Date: Wed, 6 Dec 1995 13:47:04 EST


Subject: Intelligent Language

Ohio University Electronic Communication

Date: 06-Dec-1995 01:46pm EST


From: David Bergdahl Dept: English

BERGDAHL Tel No: (614) 593-2783

Subject: Intelligent Language

There ARE some language-based phenomena which do correlate with intelligence:

humor for one. The ability to play on words, allude to fossilized speech

history or literature or popular culture, rhetorical skill combined with wit and

wisdom, these are associated with intelligence. Of course, this is verbal

intelligence, and there are others: along with Linguistic Intelligence Howard

Gardner Frames of Mind lists Musical Intelligence, Logical-Mathematical

Intelligence, Spatial Intelligence, Bodily-Kinesthetic Intelligence and Personal

Intelligences in his 1983 book. My 11 yr old's school has "gone over" to the

theory of multiple intelligences in a big but pop psychology way. But that's

another thread. The point to the question appears to be is, is linguistic

intelligence primary, or a predictor of "general intelligence," or somehow

privileged? The answer--within our culture--is yes, but that various prejudices

(such as the pronunciation of ANN as [i[AT SYMBOL GOES HERE]n] with [AT SYMBOL GOES HERE] as schwa) override our

judgments. But, taking away judgments of social status, we all have to admit

that schools as society's proxy reward verbal ability and stigmatize those

without excellence in that area. In the same way, in the church choir as a kid

I was told to move my mouth but not sing because they needed boys in the choir

but I was tone deaf and couldn't sing on key. In terms of musical intelligence,

I'm a dud, but believe it or not it has not affected by social status one iota.

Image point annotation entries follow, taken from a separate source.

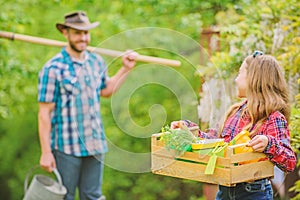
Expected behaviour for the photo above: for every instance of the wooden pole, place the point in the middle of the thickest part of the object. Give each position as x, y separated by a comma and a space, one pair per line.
107, 52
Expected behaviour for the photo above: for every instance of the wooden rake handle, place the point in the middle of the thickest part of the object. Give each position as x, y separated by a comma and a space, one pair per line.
107, 52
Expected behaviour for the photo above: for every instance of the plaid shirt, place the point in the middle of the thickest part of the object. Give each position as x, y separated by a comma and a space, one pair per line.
74, 86
278, 150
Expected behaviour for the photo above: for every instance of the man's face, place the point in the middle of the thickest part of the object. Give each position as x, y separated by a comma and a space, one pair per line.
78, 40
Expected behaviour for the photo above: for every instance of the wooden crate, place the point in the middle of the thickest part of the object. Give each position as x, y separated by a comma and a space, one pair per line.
191, 165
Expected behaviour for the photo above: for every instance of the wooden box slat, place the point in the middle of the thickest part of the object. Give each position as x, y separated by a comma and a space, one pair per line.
191, 165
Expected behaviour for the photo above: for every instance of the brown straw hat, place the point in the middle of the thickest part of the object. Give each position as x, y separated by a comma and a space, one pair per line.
77, 20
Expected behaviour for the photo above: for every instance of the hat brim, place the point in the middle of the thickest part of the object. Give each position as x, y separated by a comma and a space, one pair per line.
81, 27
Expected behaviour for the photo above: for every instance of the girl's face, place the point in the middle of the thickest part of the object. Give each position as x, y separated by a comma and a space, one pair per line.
241, 81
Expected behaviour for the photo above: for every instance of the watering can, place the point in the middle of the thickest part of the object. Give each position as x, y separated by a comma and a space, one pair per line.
44, 187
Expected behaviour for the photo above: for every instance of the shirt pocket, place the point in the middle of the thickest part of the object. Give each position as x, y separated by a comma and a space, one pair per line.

Likewise, I was told I was tall enough for basketball but too uncoordinated to

consider it; my tenure decision, fortunately, did not consider my low score on

Bodily-Kinesthetic Intelligence. You get the point: we may object to the

privileged status of verbal ability (ability, NOT social status inferred from

pronunciation or grammar), but it is used, and not just by psychologists.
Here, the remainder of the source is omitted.